Re: [LKP] Re: [x86/mce] 1de08dccd3: will-it-scale.per_process_ops -14.1% regression

From: Feng Tang
Date: Tue Aug 25 2020 - 02:23:16 EST


On Mon, Aug 24, 2020 at 06:12:38PM +0200, Borislav Petkov wrote:
> > -DEFINE_PER_CPU(struct mce, injectm);
> > +DEFINE_PER_CPU_ALIGNED(struct mce, injectm);
> > EXPORT_PER_CPU_SYMBOL_GPL(injectm);
>
> I don't think this is the right fix.

Agreed :) This is a debug patch, what we want is to root cause this
strange performance bump, as we've seen many other reports that the
culprit commit has no direct relation with the benchmark at all,
and want to find their pattern.

> Lemme quote Tony from a previous
> email:
>
> "The answer isn't to tinker with "struct mce". Other changes could
> trigger this same change in alignment. Anything that is this perfomance
> sensitive needs to have some "__attribute__((aligned(64)))" (or
> whatever) to make sure arbitrary changes elsewhere don't do this."
>
> And yes, your diff is not tinkering with struct mce but it is tinkering
> with percpu vars which are of type struct mce.
>
> However, the proper fix is...
>
> > :) Right, this is what I'm doing right now. Some test job is queued on
> > the test box, and it may needs some iterations of new patch. Hopefully we
> > can isolate some specific variable given some luck.
>
> ... yes, exactly, you need to identify the contention where this
> happens, causing a cacheline to bounce or a variable straddles across a
> cacheline boundary, causing the read to fetch two cachelines and thus
> causes that slowdown. And then align that var to the beginning of a
> cacheline.
>
> Also, maybe I missed this but, do you trigger this only on Xeon Phi or
> on "normal" x86 too?
>
> Because if it is Xeon Phi only, then that might explain the size of the
> slowdown and that it happens only there because it is a, well, "strange"
> machine. :-)

Good point! This is only reproduced on Xeon Phi, and can't be seen on
other Skylake/Cascade Lake/Icelake platforms.

The hotspots for this Xeon Phi is even different from other platforms,
while other platforms share the same hotspot.
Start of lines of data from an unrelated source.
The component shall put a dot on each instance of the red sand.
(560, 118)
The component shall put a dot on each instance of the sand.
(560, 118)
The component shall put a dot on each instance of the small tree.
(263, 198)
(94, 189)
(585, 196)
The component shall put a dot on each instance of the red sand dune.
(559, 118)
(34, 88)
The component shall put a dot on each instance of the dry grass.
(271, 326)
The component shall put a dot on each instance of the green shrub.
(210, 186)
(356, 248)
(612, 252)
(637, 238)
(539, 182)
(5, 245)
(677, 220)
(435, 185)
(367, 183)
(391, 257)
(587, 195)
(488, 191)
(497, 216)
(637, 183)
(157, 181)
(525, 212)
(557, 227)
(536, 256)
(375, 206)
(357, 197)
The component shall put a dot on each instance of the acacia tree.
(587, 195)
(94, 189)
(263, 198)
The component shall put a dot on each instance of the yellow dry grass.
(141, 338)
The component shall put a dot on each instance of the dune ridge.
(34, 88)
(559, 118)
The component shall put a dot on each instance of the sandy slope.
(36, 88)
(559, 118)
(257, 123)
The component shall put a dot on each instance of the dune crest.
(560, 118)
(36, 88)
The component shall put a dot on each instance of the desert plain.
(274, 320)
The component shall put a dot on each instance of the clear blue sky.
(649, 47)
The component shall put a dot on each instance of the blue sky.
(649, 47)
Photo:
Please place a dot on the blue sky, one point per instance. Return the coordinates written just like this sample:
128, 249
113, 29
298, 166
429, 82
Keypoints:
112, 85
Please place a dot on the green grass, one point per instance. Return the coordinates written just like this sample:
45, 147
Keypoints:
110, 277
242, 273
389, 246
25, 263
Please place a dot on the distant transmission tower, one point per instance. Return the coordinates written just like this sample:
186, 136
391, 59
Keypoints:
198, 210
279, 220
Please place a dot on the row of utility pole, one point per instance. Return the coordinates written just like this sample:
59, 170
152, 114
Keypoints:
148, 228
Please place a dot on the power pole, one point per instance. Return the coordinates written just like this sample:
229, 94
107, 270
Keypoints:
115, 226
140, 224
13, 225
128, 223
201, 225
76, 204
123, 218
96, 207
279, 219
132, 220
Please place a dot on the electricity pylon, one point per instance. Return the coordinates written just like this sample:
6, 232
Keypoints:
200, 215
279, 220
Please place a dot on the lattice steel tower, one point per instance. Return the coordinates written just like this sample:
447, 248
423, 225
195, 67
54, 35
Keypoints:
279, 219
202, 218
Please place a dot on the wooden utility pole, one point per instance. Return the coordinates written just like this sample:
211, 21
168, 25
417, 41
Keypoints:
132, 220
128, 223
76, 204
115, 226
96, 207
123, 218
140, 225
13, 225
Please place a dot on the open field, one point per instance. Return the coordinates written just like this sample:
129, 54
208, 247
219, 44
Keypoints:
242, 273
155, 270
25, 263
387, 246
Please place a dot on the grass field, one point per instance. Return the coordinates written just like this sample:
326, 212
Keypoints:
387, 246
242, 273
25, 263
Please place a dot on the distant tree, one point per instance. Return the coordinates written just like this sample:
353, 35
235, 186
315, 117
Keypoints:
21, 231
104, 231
Also one good news is, we seem to identify the 2 key percpu variables
out of the list mentioned in previous email:
'arch_freq_scale'
'tsc_adjust'

These 2 variables are accessed in 2 hot call stacks (for this 288 CPU
Xeon Phi platform):

- arch_freq_scale is accessed in scheduler tick
arch_scale_freq_tick+0xaf/0xc0
scheduler_tick+0x39/0x100
update_process_times+0x3c/0x50
tick_sched_handle+0x22/0x60
tick_sched_timer+0x37/0x70
__hrtimer_run_queues+0xfc/0x2a0
hrtimer_interrupt+0x122/0x270
smp_apic_timer_interrupt+0x6a/0x150
apic_timer_interrupt+0xf/0x20

- tsc_adjust is accessed in idle entrance
tsc_verify_tsc_adjust+0xeb/0xf0
arch_cpu_idle_enter+0xc/0x20
do_idle+0x91/0x280
cpu_startup_entry+0x19/0x20
start_kernel+0x4f4/0x516
secondary_startup_64+0xb6/0xc0

>From systemmap file, for bad kernel these 2 sit in one cache line, while
for good kernel they sit in 2 separate cache lines.

It also explains why it turns from a regression to an improvement with
updated gcc/kconfig, as the cache line sharing situation is reversed.

The direct patch I can think of is to make 'tsc_adjust' cache aligned
to separate these 2 'hot' variables. How do you think?

--- a/arch/x86/kernel/tsc_sync.c
+++ b/arch/x86/kernel/tsc_sync.c
@@ -29,7 +29,7 @@ struct tsc_adjust {
bool warned;
};

-static DEFINE_PER_CPU(struct tsc_adjust, tsc_adjust);
+static DEFINE_PER_CPU_ALIGNED(struct tsc_adjust, tsc_adjust);


Thanks,
Feng